June 12, 2016 (San Diego) – Five years ago, the California Dream Act authorized grants to help undocumented immigrant students attend community colleges, public universities and some private colleges.  But last year, about one-third of that “Dreamer” scholarship money was not given out, Ed Source reports.

At community colleges, fully half of those grant funds were not spent—money that by law cannot be used for anything else.  University of California and California State University systems did better, giving out 84 percent and 68 percent of their funds respectively.

Even some students who were awarded grants did not use them.  Some students surveyed said even with a grant, the still could not afford the remaining costs of college.

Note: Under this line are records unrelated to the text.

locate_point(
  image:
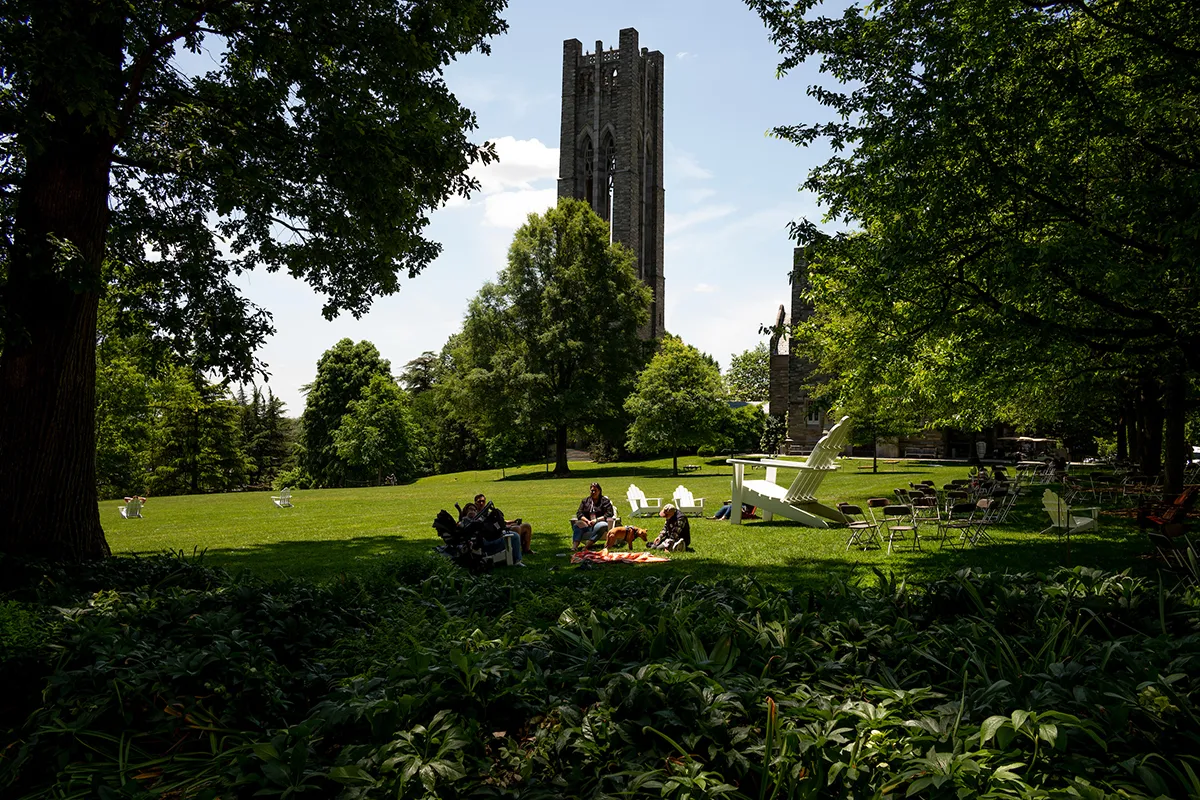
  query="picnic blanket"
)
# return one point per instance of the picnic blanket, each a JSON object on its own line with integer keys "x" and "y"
{"x": 624, "y": 557}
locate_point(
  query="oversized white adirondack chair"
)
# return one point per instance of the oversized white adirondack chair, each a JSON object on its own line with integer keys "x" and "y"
{"x": 1063, "y": 518}
{"x": 642, "y": 505}
{"x": 132, "y": 509}
{"x": 687, "y": 504}
{"x": 796, "y": 501}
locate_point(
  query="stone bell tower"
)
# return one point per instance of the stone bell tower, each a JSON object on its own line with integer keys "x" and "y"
{"x": 611, "y": 149}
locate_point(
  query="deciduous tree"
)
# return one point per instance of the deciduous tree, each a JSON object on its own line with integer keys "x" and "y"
{"x": 679, "y": 401}
{"x": 343, "y": 372}
{"x": 377, "y": 432}
{"x": 1021, "y": 176}
{"x": 553, "y": 343}
{"x": 749, "y": 374}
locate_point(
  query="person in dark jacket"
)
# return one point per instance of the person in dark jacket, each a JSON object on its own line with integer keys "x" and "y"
{"x": 676, "y": 533}
{"x": 593, "y": 519}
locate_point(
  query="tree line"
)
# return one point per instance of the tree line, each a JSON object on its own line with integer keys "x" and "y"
{"x": 1019, "y": 186}
{"x": 537, "y": 366}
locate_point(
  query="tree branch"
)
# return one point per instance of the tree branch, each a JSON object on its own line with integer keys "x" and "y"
{"x": 136, "y": 73}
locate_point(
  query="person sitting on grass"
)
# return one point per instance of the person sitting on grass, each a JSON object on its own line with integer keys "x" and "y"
{"x": 676, "y": 533}
{"x": 593, "y": 519}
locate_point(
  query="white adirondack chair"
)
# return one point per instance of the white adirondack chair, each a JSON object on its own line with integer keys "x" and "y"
{"x": 1066, "y": 519}
{"x": 642, "y": 505}
{"x": 796, "y": 501}
{"x": 132, "y": 509}
{"x": 687, "y": 504}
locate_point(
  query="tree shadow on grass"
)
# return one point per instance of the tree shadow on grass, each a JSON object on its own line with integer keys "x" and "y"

Some said they were unaware they’d been provided a grant, despite claims by officials that efforts were made to notify all recipients.

 In other cases, paperwork requirements, such as providing parents’ tax returns, prevented students from getting the money.  Some, brought to the U.S. as babies or young children, feared such information could prompt deportations of themselves or their parents, although the Student Aid Commission says information is not provided to immigration officials.

Some students were not eligible due to other reasons, such as low grades, attending out of state schools, or family income over the $47,600 limit for community college grants.  Some don’t realize that the grants also make them eligible to apply for other benefits such as waivers of tuition or help with costs of books and dorm fees.

For more information visit the California Student Aid Commission.

Assemblyman Gil Cedillo, author of the California Dream Act and now a Los Angeles Councilmember, says some students have told him that in conservative communities, school officials have “refused to inform” students how to obtain the grants, because they are politically opposed to giving money to undocumented immigrant children and want to see student aid limited to those born in America.  

But Tim Bonnel, a financial aid specialist with the California Community Colleges, says he hasn’t heard of any intentional efforts to deny students the funding. He says most colleges are aware of the law, but blames short-staffing at community colleges for the problem.